Ao patriotismo diferenciado alia-se, pior, o cosmopolitismo — essa espécie de regime colonial do espírito que transforma o filho de um país num emigrado virtual vivendo, estéril, no ambiente fictício de uma civilização de empréstimo. Mas não há explicar-se a insistência do escritor neste ponto. O americano do norte é um absorvente e um dominador de civilizações. Suplanta-as, transfigura-as, afeiçoa-as ao seu individualismo robusto e ao seu bom senso incomparável; americaniza-as.
Para nós, sim, é que parecem feitas aquelas páginas severas riçadas de repentinos e vivos golpes de ironia — porque entre nós é que se faz mister repetir longamente, e monotonamente mesmo, “que mais vale ser um original do que uma cópia, embora esta valha mais do que aquele” e que o ser brasileiro de primeira mão, simplesmente brasileiro, malgrado a modéstia do título, “vale cinquenta vezes mais do que ser a cópia de 2ª classe, ou servil oleografia, de um francês ou de um inglês”.
Parafraseando, diríamos: os nossos melhores estadistas, guerreiros, pensadores e dominadores da terra, os que engenharam as melhores leis e as cumpriram, os homens de energia ativa e de coração, que definiram com mais brilho a nossa robustez e o nosso espírito — todos sentiram, pensaram e agiram principalmente como brasileiros; destacam-se, como no passado, de todo destoantes da fisionomia moral de uma época onde o mesmo esboço de um irrequieto e frágil nativismo foi pedir à história do estrangeiro o próprio nome do batismo.
O Ideal Americano não é um livro para os Estados Unidos, é um livro para o Brasil.

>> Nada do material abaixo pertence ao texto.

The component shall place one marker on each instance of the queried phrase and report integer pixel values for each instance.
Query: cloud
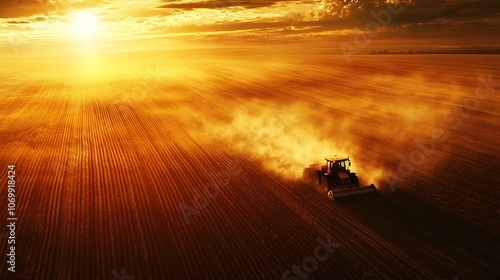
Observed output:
(216, 4)
(25, 8)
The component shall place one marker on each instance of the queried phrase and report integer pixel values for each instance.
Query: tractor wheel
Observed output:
(318, 178)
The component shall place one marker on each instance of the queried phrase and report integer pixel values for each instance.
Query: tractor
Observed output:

Os nossos homens públicos devem — com diurna e noturna mão — versá-lo e decorar-lhe as linhas mais incisivas, como os arquitetos decoram as fórmulas empíricas da resistência dos materiais.

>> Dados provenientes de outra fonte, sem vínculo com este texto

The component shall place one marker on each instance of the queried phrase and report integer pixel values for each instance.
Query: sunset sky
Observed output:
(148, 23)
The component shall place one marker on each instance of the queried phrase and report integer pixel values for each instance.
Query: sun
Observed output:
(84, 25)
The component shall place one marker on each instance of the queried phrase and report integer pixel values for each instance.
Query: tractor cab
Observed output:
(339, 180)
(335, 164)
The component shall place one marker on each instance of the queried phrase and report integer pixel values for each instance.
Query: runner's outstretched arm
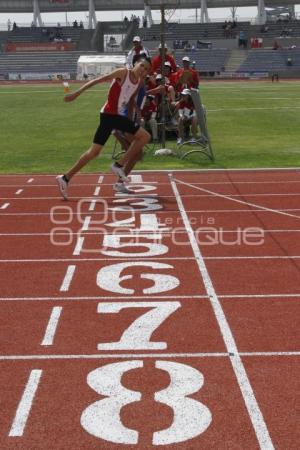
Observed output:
(118, 73)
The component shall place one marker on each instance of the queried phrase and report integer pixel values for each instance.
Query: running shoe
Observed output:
(63, 186)
(118, 170)
(120, 187)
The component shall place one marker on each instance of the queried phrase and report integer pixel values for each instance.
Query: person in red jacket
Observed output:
(156, 60)
(186, 78)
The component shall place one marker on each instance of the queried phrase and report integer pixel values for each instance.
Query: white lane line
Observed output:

É um compêndio de virilidade social e de honra política incomparável. Traçou-o o homem que é o melhor discípulo de Hobbes e de Gunplowicz — um fanático da força, um tenaz propagandista do valor sobre todos os aspectos, que vai da simples coragem física ao estoicismo mais complexo.

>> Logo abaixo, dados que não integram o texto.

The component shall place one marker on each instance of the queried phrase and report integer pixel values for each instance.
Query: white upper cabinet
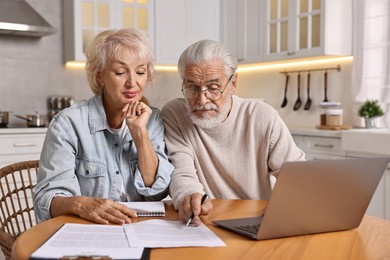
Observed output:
(84, 19)
(179, 23)
(295, 29)
(241, 29)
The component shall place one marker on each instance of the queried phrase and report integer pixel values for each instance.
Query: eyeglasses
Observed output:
(213, 94)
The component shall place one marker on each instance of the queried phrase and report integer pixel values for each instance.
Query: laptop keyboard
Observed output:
(249, 228)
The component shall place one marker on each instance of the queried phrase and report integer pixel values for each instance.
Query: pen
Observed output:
(192, 216)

Daí a sua utilidade, não nos iludamos. Na pressão atual da vida contemporânea, a expansão irresistível das nacionalidades deriva-se, como a de todas as forças naturais, segundo as linhas de menor resistência. A absorção de Marrocos ou do Egito, ou de qualquer urna outra raça incompetente, é antes de tudo um fenômeno natural, e, diante dele, conforme insinua a ironia aterradora de Mahan, o falar-se no Direito é extravagância idêntica à quem procura discutir ou indagar sobre a moralidade de um terremoto.
É o darwinismo rudemente aplicado à vida das nações.
Roosevelt compara de modo pinturesco essa concorrência formidável a um vasto e estupendo football on the green: o jogo deve ser claro, franco, enérgico e decisivo; nada de desvios, nada de tortuosidades, nada de receios, porque o triunfo é obrigatoriamente do lutador que hits the line hard!
Aprendamos, enquanto é tempo, esta admirável lição de mestre.